GoDaddy, a domain name registrar and web hosting company, disclosed a data breach incident which exposed the data of 1.2 million customers.
A disclosure published by the company notified that in an incident discovered on November 17, 2021, an unauthorized third party had accessed the company’s Managed WordPress hosting environment. The unauthorized access was immediately blocked on detection, and a forensic investigation was initiated.

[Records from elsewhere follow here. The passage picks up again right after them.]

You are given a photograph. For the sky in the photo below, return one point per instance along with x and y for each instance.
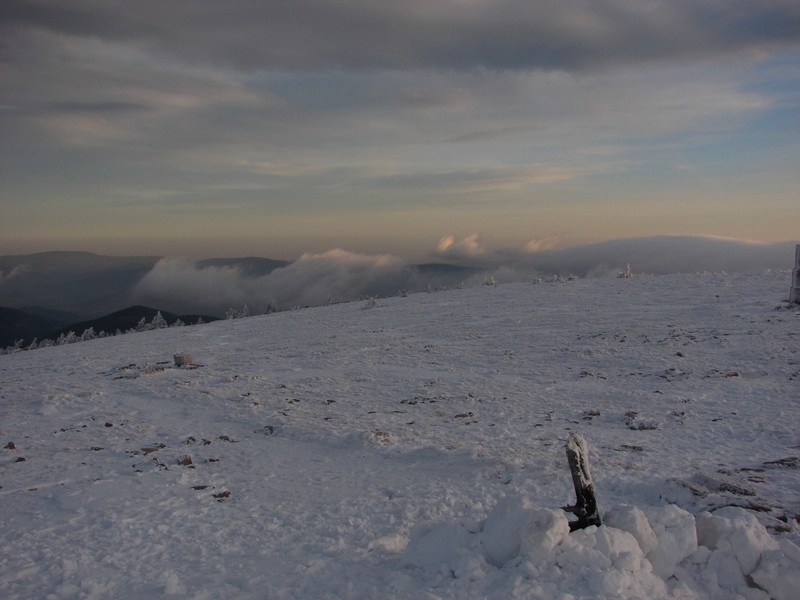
(270, 128)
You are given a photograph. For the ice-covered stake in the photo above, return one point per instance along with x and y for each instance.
(585, 507)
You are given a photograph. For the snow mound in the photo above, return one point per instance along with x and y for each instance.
(662, 552)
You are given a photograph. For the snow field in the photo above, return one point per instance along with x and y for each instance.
(414, 448)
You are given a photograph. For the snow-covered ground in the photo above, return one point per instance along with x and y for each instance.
(414, 448)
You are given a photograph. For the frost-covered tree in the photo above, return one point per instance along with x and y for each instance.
(234, 313)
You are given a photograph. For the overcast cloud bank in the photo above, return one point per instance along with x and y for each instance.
(339, 275)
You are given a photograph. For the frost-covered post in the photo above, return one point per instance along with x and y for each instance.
(794, 295)
(585, 505)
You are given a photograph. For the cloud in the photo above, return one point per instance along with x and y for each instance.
(468, 248)
(384, 34)
(313, 279)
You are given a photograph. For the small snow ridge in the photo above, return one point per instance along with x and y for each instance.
(654, 553)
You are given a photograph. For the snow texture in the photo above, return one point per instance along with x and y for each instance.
(416, 450)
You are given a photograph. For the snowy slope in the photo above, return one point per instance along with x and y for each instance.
(415, 449)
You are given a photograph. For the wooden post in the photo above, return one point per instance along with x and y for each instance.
(794, 294)
(585, 505)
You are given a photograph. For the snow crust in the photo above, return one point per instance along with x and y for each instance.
(414, 448)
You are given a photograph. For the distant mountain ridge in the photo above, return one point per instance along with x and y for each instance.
(17, 325)
(78, 287)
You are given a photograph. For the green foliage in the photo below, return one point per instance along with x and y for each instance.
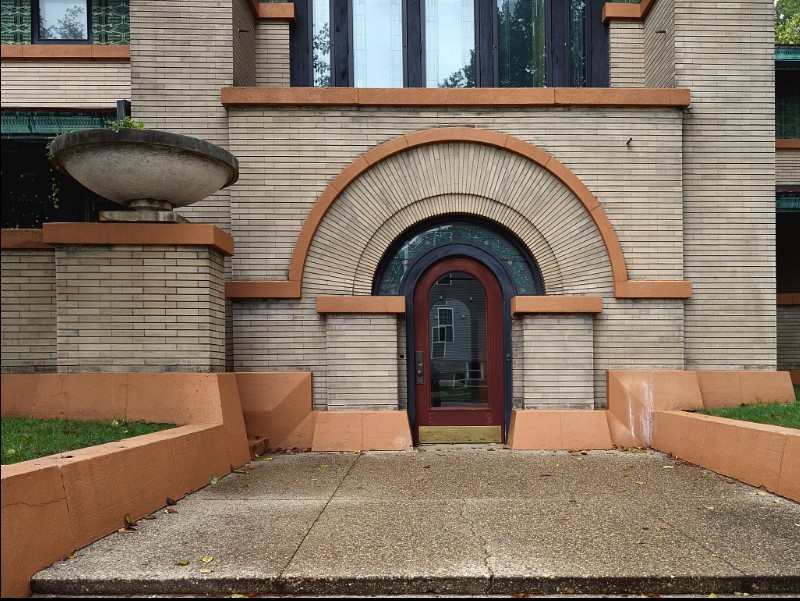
(776, 414)
(787, 22)
(28, 438)
(126, 123)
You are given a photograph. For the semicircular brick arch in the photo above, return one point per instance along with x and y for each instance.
(457, 178)
(468, 161)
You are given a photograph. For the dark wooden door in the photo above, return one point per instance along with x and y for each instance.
(458, 344)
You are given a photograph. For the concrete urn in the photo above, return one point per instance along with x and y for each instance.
(147, 170)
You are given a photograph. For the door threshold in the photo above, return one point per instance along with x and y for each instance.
(459, 434)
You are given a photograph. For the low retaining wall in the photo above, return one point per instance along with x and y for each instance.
(650, 409)
(277, 406)
(54, 505)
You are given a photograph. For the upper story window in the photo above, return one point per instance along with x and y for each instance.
(449, 43)
(62, 21)
(66, 22)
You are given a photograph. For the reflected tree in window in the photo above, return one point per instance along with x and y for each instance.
(321, 59)
(464, 77)
(72, 26)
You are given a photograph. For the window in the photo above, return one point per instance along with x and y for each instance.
(62, 21)
(449, 43)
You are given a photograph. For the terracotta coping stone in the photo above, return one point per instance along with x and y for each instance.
(556, 304)
(649, 97)
(361, 304)
(262, 289)
(272, 10)
(94, 52)
(22, 238)
(628, 11)
(653, 289)
(108, 234)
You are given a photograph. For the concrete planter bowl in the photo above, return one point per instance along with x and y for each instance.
(150, 171)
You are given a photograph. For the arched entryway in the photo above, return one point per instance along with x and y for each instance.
(458, 275)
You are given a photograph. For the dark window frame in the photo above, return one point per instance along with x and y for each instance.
(35, 39)
(486, 39)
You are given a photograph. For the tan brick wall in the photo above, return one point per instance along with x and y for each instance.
(626, 54)
(659, 48)
(726, 59)
(554, 364)
(272, 54)
(643, 200)
(181, 55)
(64, 84)
(639, 185)
(787, 167)
(140, 308)
(361, 361)
(244, 45)
(788, 337)
(28, 321)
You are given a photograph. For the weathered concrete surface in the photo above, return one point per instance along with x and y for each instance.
(454, 520)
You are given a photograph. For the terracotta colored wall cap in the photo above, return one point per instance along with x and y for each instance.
(107, 234)
(651, 97)
(95, 52)
(627, 11)
(652, 289)
(23, 238)
(361, 304)
(790, 298)
(262, 289)
(556, 304)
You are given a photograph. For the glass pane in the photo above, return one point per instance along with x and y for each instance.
(63, 20)
(321, 19)
(457, 318)
(450, 43)
(521, 43)
(378, 43)
(577, 43)
(462, 233)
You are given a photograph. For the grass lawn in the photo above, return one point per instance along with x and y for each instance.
(26, 438)
(776, 414)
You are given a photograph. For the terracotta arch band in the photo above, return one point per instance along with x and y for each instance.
(458, 134)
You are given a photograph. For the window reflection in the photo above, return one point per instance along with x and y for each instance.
(521, 30)
(63, 20)
(378, 43)
(450, 43)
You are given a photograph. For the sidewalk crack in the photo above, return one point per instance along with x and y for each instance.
(484, 545)
(316, 519)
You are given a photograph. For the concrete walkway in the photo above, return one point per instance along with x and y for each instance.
(457, 520)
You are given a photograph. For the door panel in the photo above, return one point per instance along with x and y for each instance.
(458, 337)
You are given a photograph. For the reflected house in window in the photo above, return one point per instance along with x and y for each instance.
(452, 211)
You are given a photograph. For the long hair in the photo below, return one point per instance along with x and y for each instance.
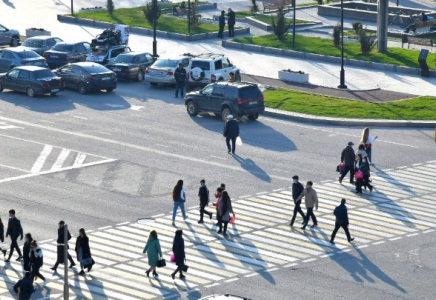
(177, 190)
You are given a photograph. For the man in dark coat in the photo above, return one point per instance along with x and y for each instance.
(297, 189)
(231, 132)
(231, 20)
(60, 248)
(180, 77)
(348, 157)
(25, 287)
(341, 221)
(203, 194)
(14, 230)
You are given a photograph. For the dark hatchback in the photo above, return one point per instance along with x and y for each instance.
(63, 53)
(132, 65)
(87, 76)
(32, 80)
(227, 98)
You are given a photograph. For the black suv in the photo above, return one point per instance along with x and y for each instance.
(227, 98)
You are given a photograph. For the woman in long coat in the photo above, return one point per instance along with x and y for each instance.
(82, 250)
(154, 252)
(179, 253)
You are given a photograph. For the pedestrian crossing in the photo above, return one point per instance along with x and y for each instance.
(402, 205)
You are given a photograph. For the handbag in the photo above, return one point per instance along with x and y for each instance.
(161, 263)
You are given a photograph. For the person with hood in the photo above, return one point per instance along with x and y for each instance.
(154, 252)
(297, 189)
(179, 253)
(348, 158)
(231, 132)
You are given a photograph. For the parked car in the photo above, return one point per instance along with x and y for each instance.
(9, 37)
(63, 53)
(207, 68)
(87, 76)
(227, 98)
(32, 80)
(19, 56)
(162, 71)
(131, 65)
(40, 43)
(103, 55)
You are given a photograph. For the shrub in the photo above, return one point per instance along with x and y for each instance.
(149, 9)
(281, 28)
(337, 35)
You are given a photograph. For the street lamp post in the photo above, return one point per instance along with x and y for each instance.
(342, 75)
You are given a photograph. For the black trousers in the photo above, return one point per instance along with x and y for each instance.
(337, 226)
(233, 139)
(297, 209)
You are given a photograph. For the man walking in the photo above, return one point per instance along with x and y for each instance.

“Using a compromised password, an unauthorized third party accessed the provisioning system in our legacy code base for Managed WordPress. Upon identifying this incident, we immediately blocked the unauthorized third party from our system. Our investigation is ongoing, but we have determined that beginning on September 6, 2021, the unauthorized third party used the vulnerability to gain access to our customer information,” stated, Demetrius Comes, Chief Information Security Officer, GoDaddy.
Customers Affected
The notification shared the following customer information:
- Up to 1.2 million active and inactive Managed WordPress customers had their email addresses and customer number exposed. The exposure of email addresses presents a risk of phishing attacks.
- The original WordPress Admin password that was set at the time of provisioning was exposed. If those credentials were still in use, those passwords were reset.
- For active customers, sFTP and database usernames and passwords were exposed. Both passwords have been reset.
- For a subset of active customers, the SSL private key was exposed. We are in the process of issuing and installing new certificates for those customers.
Interestingly, GoDaddy has a help page for “My website was hacked. What should I do?”, listing warnings and best practices to abide by.
The company also disclosed a breach last year, in May, and alerted some of its customers that an unauthorized party used their web hosting account credentials in October to connect to their hosting account via SSH.
GoDaddy’s security team discovered that incident after spotting an altered SSH file in GoDaddy’s hosting environment and suspicious activity on a subset of GoDaddy’s servers.
GoDaddy is one of the world’s largest domain registrars and a web hosting company providing services to more than 20 million customers worldwide.
In a blog post on krebsonsecurity.com, Brian Krebs blogged about how fraudsters redirected email and web traffic destined for several cryptocurrency trading platforms and the attacks were facilitated by scams targeting employees at GoDaddy.